His fellow Republicans are just starting to acknowledge the obvious.
“No matter whether you believe it or not, Sen. Tuberville, this is doing great damage to our military,” South Carolina Republican Sen. Lindsey Graham said in a floor speech on Wednesday night. “If this gets to be normal, God help the military, because every one of us could find some reason to object to policy.”
“The readiness issues are very real,” Alaska Republican Sen. Dan Sullivan, a colonel in the Marine Corps Reserve, said on Wednesday.
Tuberville has played an arcane Senate rule that allows a single senator to object to nominations being batched together and voted on as a whole to make himself look tough on abortion.
The former college football coach began his dumb fight to get the Department of Defense to reverse a decades-old federal government policy to pay for travel-related expenses related to abortions in February, and in the process, he has held up nearly 400 military promotions from being voted on by the Senate.

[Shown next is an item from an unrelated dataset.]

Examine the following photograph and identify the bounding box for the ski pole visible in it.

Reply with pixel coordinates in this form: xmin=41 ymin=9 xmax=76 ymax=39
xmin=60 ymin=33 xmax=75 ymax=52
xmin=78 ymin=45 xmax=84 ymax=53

It’s not just Tuberville, though. His Republican colleagues could have stepped in at any time in the past eight months to join Democrats who have been crying foul over the damage that Tuberville’s quixotic political fight has done to our military to come to a solution to break the logjam, but it’s literally only been in the past few days that GOP senators have finally decided that something needs to be done.
Virginia Democrat Tim Kaine, in a conference call with reporters on Thursday, noted that there is a bipartisan push for a rules change that would have to work its way through the Senate Rules Committee that would allow for nominations to be considered in batches without needing unanimous consent, which is the rule that Tuberville has been exploiting.
“Sen. Tuberville has been the first senator to decide, I’m going to object to taking them up as a batch on the floor and insist that they all have to be dealt with individually, and I will drag each individual one out as long as I can. That gets in the way of the business of the Senate,” Kaine said. “If you were to take up all of these nominations individually, that’s all you would do all year long. You would have no ability to do budget, you would have no ability to fill Supreme Court vacancies, Cabinet secretaries. And so that’s what he is doing, denying unanimous consent for batching the nominees on the floor and refusing to agree to shorten the time period of consideration of even a single nominee. He’s basically holding everyone hostage here and punishing these people for no reason.”
Kaine noted that things have gotten to a “crisis point,” with the recent headlines about the Commandant of the Marine Corps, Gen. Eric Smith, from an apparent heart attack, chief among them.
Among the scores of nominations that had been on hold was that of Lt. Gen. Christopher Mahoney to be the Marine Corps’ assistant commandant.
Maloney was nominated to serve in that position in July; Tuberville signaled earlier this week that he would reconsider his hold on Mahoney’s nomination, “just that one,” and the Senate quickly moved on Thursday to confirm Mahoney, who will now serve as the acting commandant with Smith still in the hospital.
“This is no time for political stunts,” Kaine said. “We’ve got to show American leadership. And we also need to not punish men and women who have voluntarily taken on the burden of defending our nation by wearing our nation’s uniform.”